La première qui vint dans l’esprit, et celle ciui était sans doute la plus facile, était de les faire imprimer tout de suite dans le même état où on les avait trouvés. Mais l’on jugea bientôt que, de le faire de cette sorte, c’eût été perdre presque tout le fruit qu’on en pouvait espérer, parce que les pensées plus parfaites, plus suivies, plus claires et plus étendues, étant mêlées et comme absorbées parmi tant d’autres imparfaites, obscurs, à demi digérées, et quelques-unes même presque inintelligibles à tout autre qu’à celui qui les avait écrites, il y avait tout sujet de croire que les unes feraient rebuter les autres, et que l’on ne considérerait ce volume, grossi inutilement de tant de pensées imparfaites, que comme un amas confus, sans ordre, sans suite, et qui ne pouvait servir à rien.

Il y avait une autre manière de donner ces écrits au public, qui était d’y travailler auparavant, d’éclaircir les pensées obscures, d’achever celles qui étaient imparfaites, et, en prenant dans tous ces fragments le dessein de M. Pascal, de suppléer en quelque sorte l’ouvrage qu’il voulait faire. Cette voie eût été assurément la plus parfaite ; mais il était aussi très difficile de la bien exécuter. L’on s’y est néanmoins arrêté assez longtemps, et l’on avait en effet commencé à y travailler. Mais enfin l’on s’est résolu de la rejeter aussi bien que la première, parce que l’on a considéré qu’il était presque impossible de bien entrer dans la pensée et dans le dessein d’un auteur, et surtout d’un auteur mort, et que ce n’eût pas été donner l’ouvrage de M. Pascal, mais un ouvrage tout différent.

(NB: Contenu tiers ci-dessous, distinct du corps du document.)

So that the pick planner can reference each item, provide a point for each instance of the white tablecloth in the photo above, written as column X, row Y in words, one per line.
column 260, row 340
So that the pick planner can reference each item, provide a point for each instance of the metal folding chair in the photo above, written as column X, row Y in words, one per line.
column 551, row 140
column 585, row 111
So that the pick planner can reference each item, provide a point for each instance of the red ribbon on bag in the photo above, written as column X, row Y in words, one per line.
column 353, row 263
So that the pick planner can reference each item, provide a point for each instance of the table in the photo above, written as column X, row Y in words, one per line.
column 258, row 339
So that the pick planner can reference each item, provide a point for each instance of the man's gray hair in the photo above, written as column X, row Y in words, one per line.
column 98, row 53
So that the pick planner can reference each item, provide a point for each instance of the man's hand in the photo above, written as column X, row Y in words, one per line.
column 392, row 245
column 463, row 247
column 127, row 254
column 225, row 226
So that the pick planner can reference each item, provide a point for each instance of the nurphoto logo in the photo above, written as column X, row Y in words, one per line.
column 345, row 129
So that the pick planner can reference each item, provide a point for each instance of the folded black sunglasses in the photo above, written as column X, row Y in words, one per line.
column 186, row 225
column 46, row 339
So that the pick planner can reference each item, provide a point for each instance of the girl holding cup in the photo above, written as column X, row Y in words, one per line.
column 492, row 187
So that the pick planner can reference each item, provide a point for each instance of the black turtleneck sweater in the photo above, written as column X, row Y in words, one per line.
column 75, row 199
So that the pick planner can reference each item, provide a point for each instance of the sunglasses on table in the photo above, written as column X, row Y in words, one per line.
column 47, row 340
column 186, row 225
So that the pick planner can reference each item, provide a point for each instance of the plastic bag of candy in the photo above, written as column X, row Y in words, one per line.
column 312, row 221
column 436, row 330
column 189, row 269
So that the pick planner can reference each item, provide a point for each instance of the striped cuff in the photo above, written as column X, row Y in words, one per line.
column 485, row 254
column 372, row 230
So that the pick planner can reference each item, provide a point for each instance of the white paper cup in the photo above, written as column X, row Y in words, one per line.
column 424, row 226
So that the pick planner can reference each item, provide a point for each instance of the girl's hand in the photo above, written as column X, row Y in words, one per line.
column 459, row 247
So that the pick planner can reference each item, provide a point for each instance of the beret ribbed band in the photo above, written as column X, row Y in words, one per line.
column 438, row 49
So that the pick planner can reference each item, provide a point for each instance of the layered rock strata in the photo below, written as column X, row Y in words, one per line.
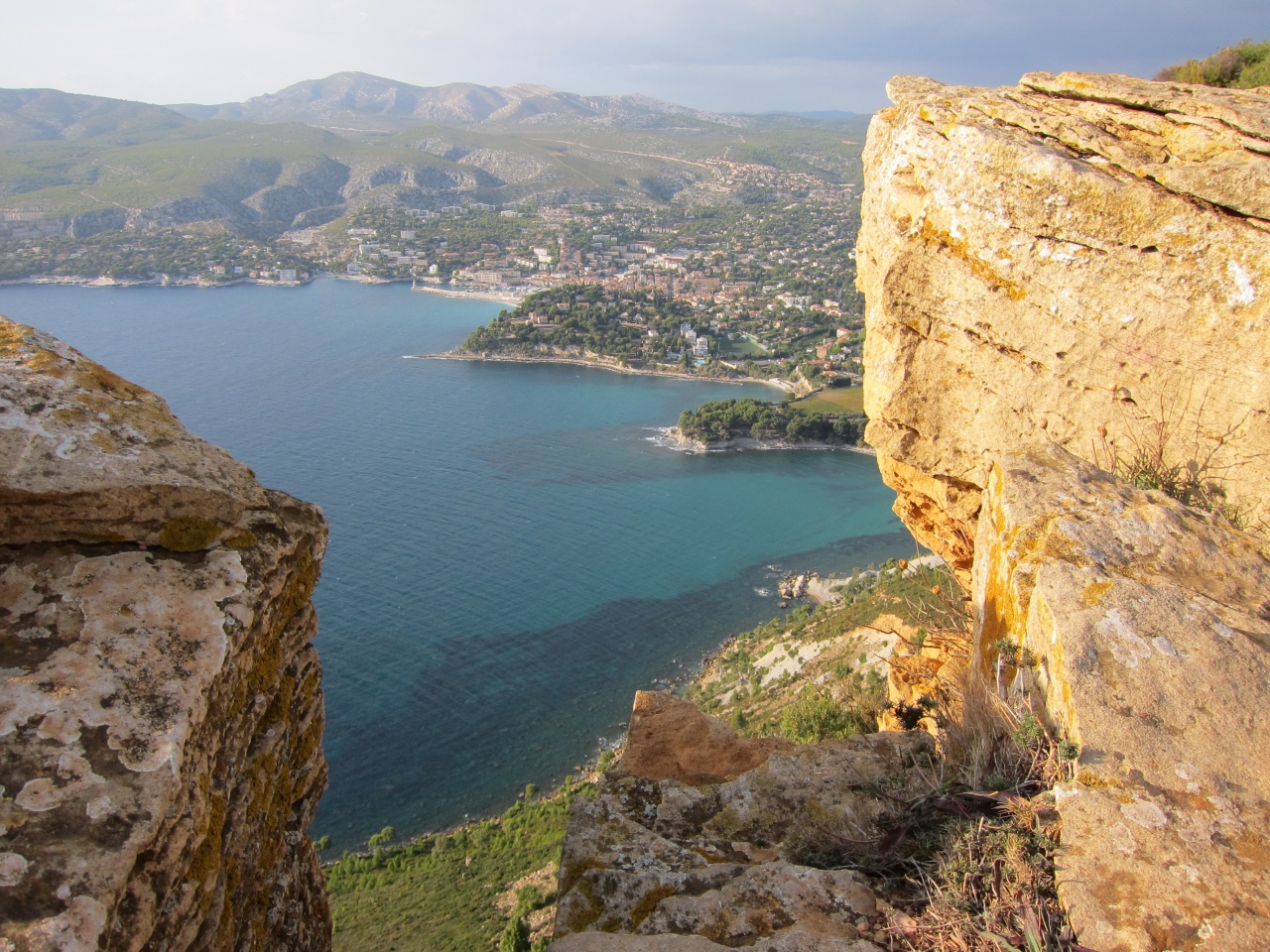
column 160, row 701
column 1150, row 622
column 1080, row 259
column 1062, row 276
column 690, row 861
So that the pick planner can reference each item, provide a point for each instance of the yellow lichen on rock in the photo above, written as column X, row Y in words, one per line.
column 1065, row 276
column 1079, row 259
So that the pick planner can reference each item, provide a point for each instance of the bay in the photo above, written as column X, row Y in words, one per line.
column 511, row 556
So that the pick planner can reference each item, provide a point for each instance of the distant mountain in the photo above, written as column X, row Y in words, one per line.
column 828, row 114
column 49, row 114
column 359, row 102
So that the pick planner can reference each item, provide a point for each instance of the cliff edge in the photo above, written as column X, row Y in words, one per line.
column 1080, row 259
column 162, row 711
column 1066, row 284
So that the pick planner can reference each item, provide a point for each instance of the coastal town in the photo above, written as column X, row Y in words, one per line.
column 760, row 266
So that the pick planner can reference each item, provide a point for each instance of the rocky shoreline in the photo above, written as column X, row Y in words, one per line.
column 592, row 362
column 677, row 440
column 159, row 281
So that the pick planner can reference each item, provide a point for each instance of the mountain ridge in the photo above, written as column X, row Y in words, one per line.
column 366, row 103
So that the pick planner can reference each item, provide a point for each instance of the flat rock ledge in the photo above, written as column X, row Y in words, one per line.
column 1079, row 259
column 160, row 701
column 1151, row 622
column 681, row 849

Ainsi, pour éviter les inconvénients qui se trouvaient dans l’une et l’autre de ces manières de faire paraître ces écrits, l’on en a choisi une entre deux, qui est celle que l’on a suivie dans ce recueil. L’on a pris seulement parmi ce grand nombre de pensées celles qui ont paru les plus claires et les plus achevées ; et on les donne telles qu’on les a trouvées, sans y rien ajouter ni changer[1],

  1. Etienne Périer se trompe. L’édition de 1669-1670 pour laquelle il écrit cette préface, et qui fut publiée par la famille de Pascal, aidée de Nicole, d’Arnauld et du duc de Roannez, n’est qu’une continuelle trahison de Pascal et de son œuvre : suppressions, altérations, bouleversements des idées et des phrases, y abondent avec une audace peu honorable pour Messieurs de Port-Royal plus préoccupés des intérêts de leur secte que de l’authenticité de leur texte. L’édition de l’abbé Bossut, en 1770, contient en plus les « tirades » contre les Jésuites, supprimées cent ans auparavant « dans un esprit de paix » plus ou moins sincère. Mais à ces tirades s’ajoutent bien des passages sortis de la seule imagination du nouvel éditeur. C’est seulement en 1844, grâce à M. Cousin, que M. Faugère a donné le vrai texte des Pensées. MM. Havet en 1852, Ch. Louandre en 1869, Plon en 1873, Molinier en 1877-1879, ont complété son œuvre. Par eux, nous connaissons enfin Pascal.